色のない世界。【上】




涼音は弱った美桜を軽々と抱き上げると、未だ護衛人達に囲まれている悠汰達のところに近付いた。




涼音の気配に気付いた数人の護衛人は向きを変え、涼音に襲いかかった。




だが涼音はふっと笑い、美桜を抱き上げたまま脚だけで護衛人達を片付けた。




涼音に倒された護衛人達は他の護衛人にぶつかり、悠汰達の周りにいた護衛人達はドミノ倒しのように次々と倒れていった。

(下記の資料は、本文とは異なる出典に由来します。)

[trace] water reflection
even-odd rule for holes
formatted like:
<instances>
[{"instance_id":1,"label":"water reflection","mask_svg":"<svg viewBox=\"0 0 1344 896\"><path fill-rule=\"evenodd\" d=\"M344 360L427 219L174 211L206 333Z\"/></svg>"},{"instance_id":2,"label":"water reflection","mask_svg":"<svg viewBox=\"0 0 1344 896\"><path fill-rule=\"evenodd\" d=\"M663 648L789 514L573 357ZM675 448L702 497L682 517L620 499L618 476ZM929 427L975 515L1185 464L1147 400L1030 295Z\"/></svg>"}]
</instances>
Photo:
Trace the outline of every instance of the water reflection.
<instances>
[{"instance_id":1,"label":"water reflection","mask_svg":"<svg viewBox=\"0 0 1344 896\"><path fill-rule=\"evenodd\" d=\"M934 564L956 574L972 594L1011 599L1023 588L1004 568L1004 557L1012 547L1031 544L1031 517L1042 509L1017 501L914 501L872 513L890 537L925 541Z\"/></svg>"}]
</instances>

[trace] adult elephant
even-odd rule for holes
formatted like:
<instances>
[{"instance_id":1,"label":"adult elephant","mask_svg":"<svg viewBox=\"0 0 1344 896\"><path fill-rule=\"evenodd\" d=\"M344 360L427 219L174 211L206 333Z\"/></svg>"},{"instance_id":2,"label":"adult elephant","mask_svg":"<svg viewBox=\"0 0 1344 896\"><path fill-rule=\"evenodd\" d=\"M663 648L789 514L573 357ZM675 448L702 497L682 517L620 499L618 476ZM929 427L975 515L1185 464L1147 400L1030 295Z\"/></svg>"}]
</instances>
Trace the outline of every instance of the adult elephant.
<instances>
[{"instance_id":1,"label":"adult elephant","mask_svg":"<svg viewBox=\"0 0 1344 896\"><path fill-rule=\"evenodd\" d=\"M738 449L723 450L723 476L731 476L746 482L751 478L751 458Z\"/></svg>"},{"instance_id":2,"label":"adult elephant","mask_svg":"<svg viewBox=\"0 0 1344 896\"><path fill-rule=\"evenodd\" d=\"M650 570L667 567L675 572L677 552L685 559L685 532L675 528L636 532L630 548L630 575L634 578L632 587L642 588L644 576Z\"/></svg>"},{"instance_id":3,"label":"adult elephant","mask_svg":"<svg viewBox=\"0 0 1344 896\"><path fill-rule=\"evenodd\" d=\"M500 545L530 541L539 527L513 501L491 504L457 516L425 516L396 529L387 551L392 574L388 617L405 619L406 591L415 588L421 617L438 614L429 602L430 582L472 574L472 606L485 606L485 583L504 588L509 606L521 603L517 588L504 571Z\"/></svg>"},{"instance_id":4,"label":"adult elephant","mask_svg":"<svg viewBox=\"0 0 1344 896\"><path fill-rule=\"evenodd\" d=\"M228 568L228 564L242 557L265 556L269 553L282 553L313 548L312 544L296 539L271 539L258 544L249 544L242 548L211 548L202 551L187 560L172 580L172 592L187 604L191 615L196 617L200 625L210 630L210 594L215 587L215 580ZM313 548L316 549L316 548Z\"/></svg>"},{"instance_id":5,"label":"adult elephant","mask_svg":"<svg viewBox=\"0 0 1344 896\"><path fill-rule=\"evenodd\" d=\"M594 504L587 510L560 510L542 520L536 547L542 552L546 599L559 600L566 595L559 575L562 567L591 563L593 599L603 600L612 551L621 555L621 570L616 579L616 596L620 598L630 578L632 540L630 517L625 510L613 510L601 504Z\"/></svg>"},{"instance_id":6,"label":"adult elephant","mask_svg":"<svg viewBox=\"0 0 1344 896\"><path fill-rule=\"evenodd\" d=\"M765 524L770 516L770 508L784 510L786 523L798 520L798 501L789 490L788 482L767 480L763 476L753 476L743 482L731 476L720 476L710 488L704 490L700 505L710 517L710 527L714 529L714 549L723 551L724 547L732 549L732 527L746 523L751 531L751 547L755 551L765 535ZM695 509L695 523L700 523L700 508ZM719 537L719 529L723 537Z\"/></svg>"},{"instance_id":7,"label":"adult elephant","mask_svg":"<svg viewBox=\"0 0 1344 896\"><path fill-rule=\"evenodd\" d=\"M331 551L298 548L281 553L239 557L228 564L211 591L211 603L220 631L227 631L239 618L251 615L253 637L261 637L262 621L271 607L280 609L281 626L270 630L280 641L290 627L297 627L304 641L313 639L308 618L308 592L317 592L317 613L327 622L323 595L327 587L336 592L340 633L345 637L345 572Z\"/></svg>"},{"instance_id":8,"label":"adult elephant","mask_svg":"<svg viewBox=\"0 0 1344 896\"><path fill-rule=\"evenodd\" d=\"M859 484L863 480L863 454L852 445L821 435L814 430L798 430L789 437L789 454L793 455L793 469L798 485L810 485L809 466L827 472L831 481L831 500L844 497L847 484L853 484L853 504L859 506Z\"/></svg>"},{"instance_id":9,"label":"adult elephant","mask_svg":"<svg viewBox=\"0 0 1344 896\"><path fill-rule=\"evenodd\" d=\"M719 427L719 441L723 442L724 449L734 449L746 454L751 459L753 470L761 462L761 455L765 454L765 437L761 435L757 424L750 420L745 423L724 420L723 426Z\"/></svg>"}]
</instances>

涼音の圧倒的な強さに悠汰は驚いたが、涼音が抱き上げている美桜を見ると悠汰は慌てて涼音のところに駆け寄った。




「…美桜っ!」


「かなり弱ってはいるが、意識はある。帰って少し休めば大丈夫だ」




悠汰は心配そうに美桜の乱れた前髪を優しい手つきで梳く。
すると苦しそうに目を閉じていた美桜の表情が、僅かに和らいだのに涼音は気付いた。




(…ふ、坊主の温もりは特別なんだな)




涼音は美桜を見て優しく微笑むと、次には真剣な目をして悠汰に美桜を渡した。




「…坊主、美桜様を頼む」


「え、あ、おい!?」




半ば強引に美桜を渡され、悠汰は何も言えずに美桜を抱き上げた。
それを確認すると涼音は悠汰達に背を向け、まだ大勢いる護衛人と対峙した。




自分の前に立った涼音を見て、悠汰は涼音が何をしようとしているのかすぐに分かった。




(こいつ、一人で全員片付けるつもりか!?)




見る限り涼音は全身傷だらけで、それは見ている方が思わず顔を歪めてしまうほど。
だが涼音はその体で敵を全員片付けようとしているのだ。




「お前、無理だろ!そんな体でこいつら全員倒すなんて…!」




悠汰は涼音の背中に叫ぶが、涼音は横目で悠汰を見るだけでそこを退こうとはしなかった。




それとは逆に、涼音はニヤリと余裕そうな笑みを浮かべた。